Recently I realized that object class detection and semantic segmentation are the two different ways to solve the recognition task. Although the approaches look very similar, methods vary significantly on the higher level (and sometimes on the lower level too). Let me first state the problem formulations.
Semantic segmentation (or pixel classification) associates one of the pre-defined class labels to each pixel. The input image is divided into the regions, which correspond to the objects of the scene or "stuff" (in terms of Heitz and Koller (2008)). In the simplest case pixels are classified w.r.t. their local features, such as colour and/or texture features (Shotton et al., 2006). Markov Random Fields could be used to incorporate inter-pixel relations.
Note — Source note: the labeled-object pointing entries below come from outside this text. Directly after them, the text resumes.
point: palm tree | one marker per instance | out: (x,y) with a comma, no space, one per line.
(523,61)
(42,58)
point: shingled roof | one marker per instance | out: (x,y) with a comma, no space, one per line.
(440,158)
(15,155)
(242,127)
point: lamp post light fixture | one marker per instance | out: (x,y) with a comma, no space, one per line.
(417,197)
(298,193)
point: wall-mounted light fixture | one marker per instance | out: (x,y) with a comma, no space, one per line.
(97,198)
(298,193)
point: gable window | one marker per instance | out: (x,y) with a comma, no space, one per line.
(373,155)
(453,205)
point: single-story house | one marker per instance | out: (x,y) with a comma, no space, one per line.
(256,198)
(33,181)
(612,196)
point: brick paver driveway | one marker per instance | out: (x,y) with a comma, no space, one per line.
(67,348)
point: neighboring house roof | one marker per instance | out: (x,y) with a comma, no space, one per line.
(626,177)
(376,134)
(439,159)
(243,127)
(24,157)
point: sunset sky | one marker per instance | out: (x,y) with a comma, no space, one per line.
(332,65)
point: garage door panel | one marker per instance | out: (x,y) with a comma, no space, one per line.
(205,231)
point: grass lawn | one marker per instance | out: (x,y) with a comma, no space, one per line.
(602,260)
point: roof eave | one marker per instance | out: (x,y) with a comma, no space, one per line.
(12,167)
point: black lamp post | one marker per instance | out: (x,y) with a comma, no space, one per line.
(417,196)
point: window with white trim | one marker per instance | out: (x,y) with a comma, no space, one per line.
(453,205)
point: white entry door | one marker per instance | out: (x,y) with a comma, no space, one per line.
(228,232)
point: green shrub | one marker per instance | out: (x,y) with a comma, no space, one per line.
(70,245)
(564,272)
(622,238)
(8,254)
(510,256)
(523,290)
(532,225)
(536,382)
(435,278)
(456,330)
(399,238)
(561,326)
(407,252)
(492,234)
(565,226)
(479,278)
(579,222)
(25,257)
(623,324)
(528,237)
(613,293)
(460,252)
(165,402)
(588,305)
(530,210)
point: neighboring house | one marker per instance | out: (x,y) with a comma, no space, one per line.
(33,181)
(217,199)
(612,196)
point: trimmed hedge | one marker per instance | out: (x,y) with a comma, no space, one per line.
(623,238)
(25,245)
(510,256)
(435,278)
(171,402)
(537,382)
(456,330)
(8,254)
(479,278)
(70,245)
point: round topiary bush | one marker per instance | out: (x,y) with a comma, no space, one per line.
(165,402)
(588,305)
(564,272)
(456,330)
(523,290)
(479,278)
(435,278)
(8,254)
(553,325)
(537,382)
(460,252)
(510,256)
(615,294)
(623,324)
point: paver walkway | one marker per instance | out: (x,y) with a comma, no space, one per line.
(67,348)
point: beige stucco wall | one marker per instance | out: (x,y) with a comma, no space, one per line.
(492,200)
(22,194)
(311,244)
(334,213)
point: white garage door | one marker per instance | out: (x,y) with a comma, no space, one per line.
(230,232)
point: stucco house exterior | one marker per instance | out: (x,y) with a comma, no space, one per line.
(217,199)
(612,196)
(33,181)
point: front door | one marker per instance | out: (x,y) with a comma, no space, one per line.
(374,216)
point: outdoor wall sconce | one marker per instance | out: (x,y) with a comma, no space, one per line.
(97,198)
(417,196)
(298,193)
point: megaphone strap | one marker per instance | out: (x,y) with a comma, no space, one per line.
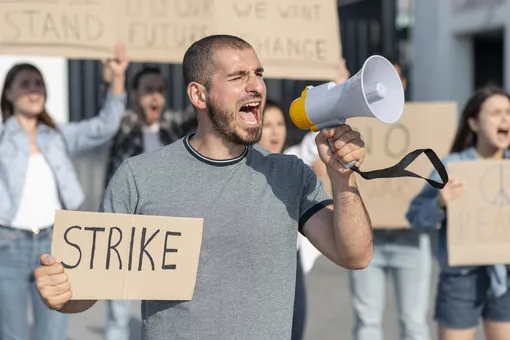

Object detection addresses the problem of localization of objects of the certain classes. Minimum bounding rectangles (MBRs) of the objects are the ideal output. The simplest approach here is to use a sliding window of varying size and classify sub-images defined by the window. Usually, neighbouring windows have similar features, so each object is likely to be alarmed by several windows. Since multiple/wrong detections are not desirable, non-maximum suppression (NMS) is used. In PASCAL VOC contest an object is considered detected, if the true and found rectangles are intersected on at least half of their union area. In the Marr prize winning paper by Desai et al. (2009) more intelligent scheme for NMS and incorporation of context is proposed. In the recent paper by Alexe the objectness measure for a sliding window is presented.
In theory, the two problems are almost equivalent. Object detection reduces easily to semantic segmentation. If we have a segmentation output, we just need to retain object classes (or discard the "stuff" classes) and take MBRs of regions. The contrary is more difficult. Actually, all the stuff turns into the background class. All the found objects within the rectangles should be segmented, but it is a solvable issue since foreground extraction techniques like GrabCut could be applied. So, there are technical difficulties which could be overcome and the two problems could be considered equivalent, however, in practice the approaches are different.
There arise two questions:
1. Which task has more applications? I think we do not generally need to classify background into e.g. ground and sky (unless we are programming an autonomous robot), we are interested in finding objects more. Do we often need to obtain the exact object boundary?
2. Which task is sufficient for the "retrieval" stage of the intelligent vision system in the philosophical sense? I.e. which task is more suitable for solving the global problem of exhaustive scene analysis?